3. Our protector always (vv. 7, 8). The powerful fourth stanza sums up everything that has been said in a series of intensifying statements. We have already seen that God is our guard against all evils both of the day and night, for God does not sleep at night. Now we learn that God will also 1) keep us from all harm; 2) watch over our lives; 3) watch over our comings and goings; and 4) do all of that both now and forever. 

If the first stanza asks where the help of the devout pilgrim comes from and answers that it is from the God who made heaven and earth, the next stanzas explore various ways in which that great Creator God helps his weak disciple. Stanzas two and three explore this by images, suggesting that God is like a watchman, who does not sleep, or again, like shade from the harmful effects of the sun or moon. The last stanza abandons imagery and says directly that God is our protector at all times and in all circumstances. 

Protection by God, under the watchful eye of God, is the dominant idea in the psalm. In the Hebrew text, only one word is used for what our versions translate variously as "watches over," "preserves” and “keeps.” That word (shamar) is used six times. It is found twice in the second stanza (vv. 3, 4), once in the third stanza (v. 5), and three times in stanza four (once as “keep” and twice as "watch over,” vv. 7, 8). 

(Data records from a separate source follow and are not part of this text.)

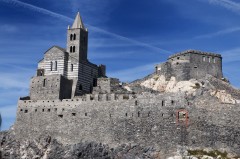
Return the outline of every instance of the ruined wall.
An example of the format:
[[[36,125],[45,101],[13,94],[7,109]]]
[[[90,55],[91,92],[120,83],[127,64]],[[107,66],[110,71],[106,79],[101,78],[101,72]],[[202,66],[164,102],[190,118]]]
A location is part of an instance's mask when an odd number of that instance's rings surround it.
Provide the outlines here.
[[[206,74],[218,79],[223,78],[221,57],[211,54],[191,54],[190,57],[190,76],[192,78],[200,79]]]
[[[171,76],[176,77],[178,81],[201,79],[207,74],[221,79],[222,57],[218,54],[190,50],[170,56],[167,62],[156,66],[156,73],[164,75],[167,80]]]
[[[239,105],[205,94],[87,95],[71,100],[22,101],[14,124],[19,138],[50,134],[67,143],[138,143],[164,153],[177,146],[226,148],[240,154]],[[183,113],[185,113],[183,115]],[[181,117],[180,117],[181,116]]]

Psalm 121 is the second of the pilgrim psalms, the Songs of Ascents devout Jews must have sung as they made their way to the highlands of Judah, where Jerusalem was located, for the annual feasts. When we remember that there were no real roads in those days, only well-trodden paths across the valleys, along the rivers and over mountain passes, it is easy to imagine how this psalm might have been sung by a hopeful but very weary pilgrim. He has been traveling for days. His feet are sore. His muscles ache. Jerusalem, the end of his pilgrimage, seems very distant. But then suddenly he sees the hills of Judah in the distance, and he breaks into song.